Hyperparameters are never learned, but set by you (or your algorithm) and govern the whole training process. You can think of Hyperparameters as configuration variables you set when running some software. Common examples of Hyperparameters are learning rate, optimizer type, activation function, dropout rate.

Adjusting/finding good values is really slow. You have to wait for the whole training process to complete, evaluate the results and adjust the value(s). Unfortunately, you might have to complete the whole search process when your data or model changes.

Don’t be a hero! Use Hyperparameters from papers or other peers when your datasets and models are similar. At least, you can use those as a starting point.

When to do Hyperparameter Tuning?

Changing anything inside your model or data affects the results from previous Hyperparameter searches. So, you want to defer the search as much as possible.

Three things need to be in place, before starting the search:

  • You have intimate knowledge of your data
  • You have an end-to-end framework/skeleton for running experiments
  • You have a systematic way to record and check the results of the searches (coming up next)

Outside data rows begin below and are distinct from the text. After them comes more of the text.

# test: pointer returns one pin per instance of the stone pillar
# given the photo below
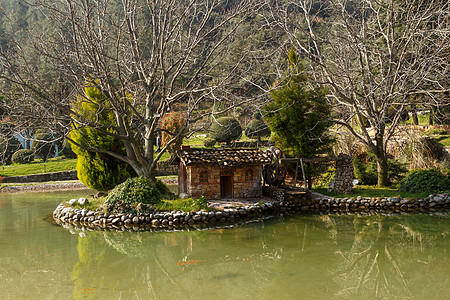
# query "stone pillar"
(343, 181)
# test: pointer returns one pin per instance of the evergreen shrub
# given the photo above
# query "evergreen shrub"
(209, 142)
(365, 169)
(8, 146)
(43, 145)
(132, 192)
(22, 156)
(419, 180)
(98, 171)
(225, 130)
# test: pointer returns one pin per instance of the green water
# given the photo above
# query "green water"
(301, 257)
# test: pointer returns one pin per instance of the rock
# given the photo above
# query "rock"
(72, 202)
(183, 196)
(83, 201)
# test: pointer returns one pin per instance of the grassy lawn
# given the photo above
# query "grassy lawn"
(444, 140)
(373, 192)
(38, 167)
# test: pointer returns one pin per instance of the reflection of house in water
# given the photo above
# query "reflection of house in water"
(220, 173)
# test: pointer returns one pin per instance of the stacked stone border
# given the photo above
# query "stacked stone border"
(284, 201)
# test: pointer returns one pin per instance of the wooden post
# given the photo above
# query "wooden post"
(296, 171)
(303, 172)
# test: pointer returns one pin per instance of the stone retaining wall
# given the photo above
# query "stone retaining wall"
(55, 176)
(70, 216)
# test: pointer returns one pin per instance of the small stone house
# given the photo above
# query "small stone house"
(220, 173)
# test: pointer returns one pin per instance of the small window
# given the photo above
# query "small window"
(249, 175)
(204, 176)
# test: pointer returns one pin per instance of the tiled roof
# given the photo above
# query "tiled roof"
(222, 157)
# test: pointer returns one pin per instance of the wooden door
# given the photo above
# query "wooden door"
(226, 187)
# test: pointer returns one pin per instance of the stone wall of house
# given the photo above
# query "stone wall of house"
(204, 180)
(247, 182)
(210, 188)
(343, 181)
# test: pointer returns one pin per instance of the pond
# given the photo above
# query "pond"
(297, 257)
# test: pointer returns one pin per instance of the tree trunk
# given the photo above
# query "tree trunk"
(414, 115)
(381, 158)
(382, 167)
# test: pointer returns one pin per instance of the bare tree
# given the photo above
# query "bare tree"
(145, 57)
(375, 56)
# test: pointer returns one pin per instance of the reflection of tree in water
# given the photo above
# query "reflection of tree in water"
(378, 265)
(315, 257)
(179, 264)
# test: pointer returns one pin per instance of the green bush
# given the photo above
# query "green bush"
(134, 191)
(8, 146)
(98, 171)
(225, 130)
(22, 156)
(256, 128)
(326, 178)
(209, 142)
(43, 145)
(101, 172)
(365, 169)
(431, 181)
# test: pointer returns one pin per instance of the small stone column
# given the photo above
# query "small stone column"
(343, 181)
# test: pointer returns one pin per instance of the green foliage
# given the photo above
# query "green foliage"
(22, 156)
(431, 181)
(226, 130)
(299, 116)
(98, 171)
(173, 122)
(366, 170)
(8, 146)
(209, 142)
(257, 128)
(43, 145)
(326, 178)
(101, 172)
(134, 191)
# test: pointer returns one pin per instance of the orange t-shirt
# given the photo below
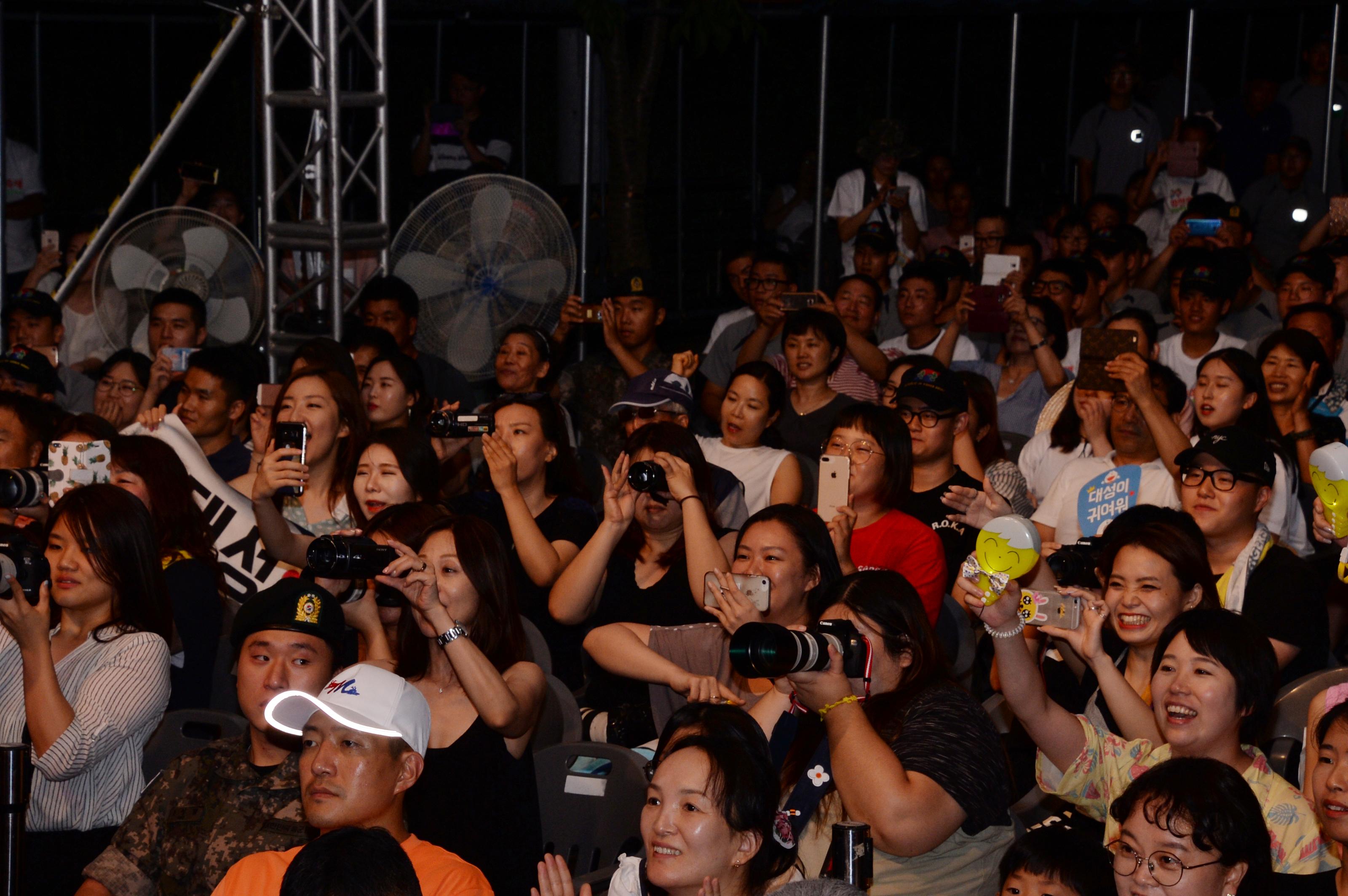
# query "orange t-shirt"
(440, 872)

Hyperparameter tuning can give you another 5-15% accuracy on the test data. Well worth it, if you have the computational resources to find a good set of parameters.

Common strategies

There are two common ways to search for hyperparameters:

Improving one model

This option suggest that you use a single model and try to improve it over time (days, weeks or even months). Each time you try to fiddle with the parameters so you get an improvement on your validation set.

This option is used when your dataset is very large and you lack computational resources to use the next one. (Grad student optimization also falls within this category)

Training many models

You train many models in parallel using different settings for the hyperparameters. This option is computationally demanding and can make your code messy.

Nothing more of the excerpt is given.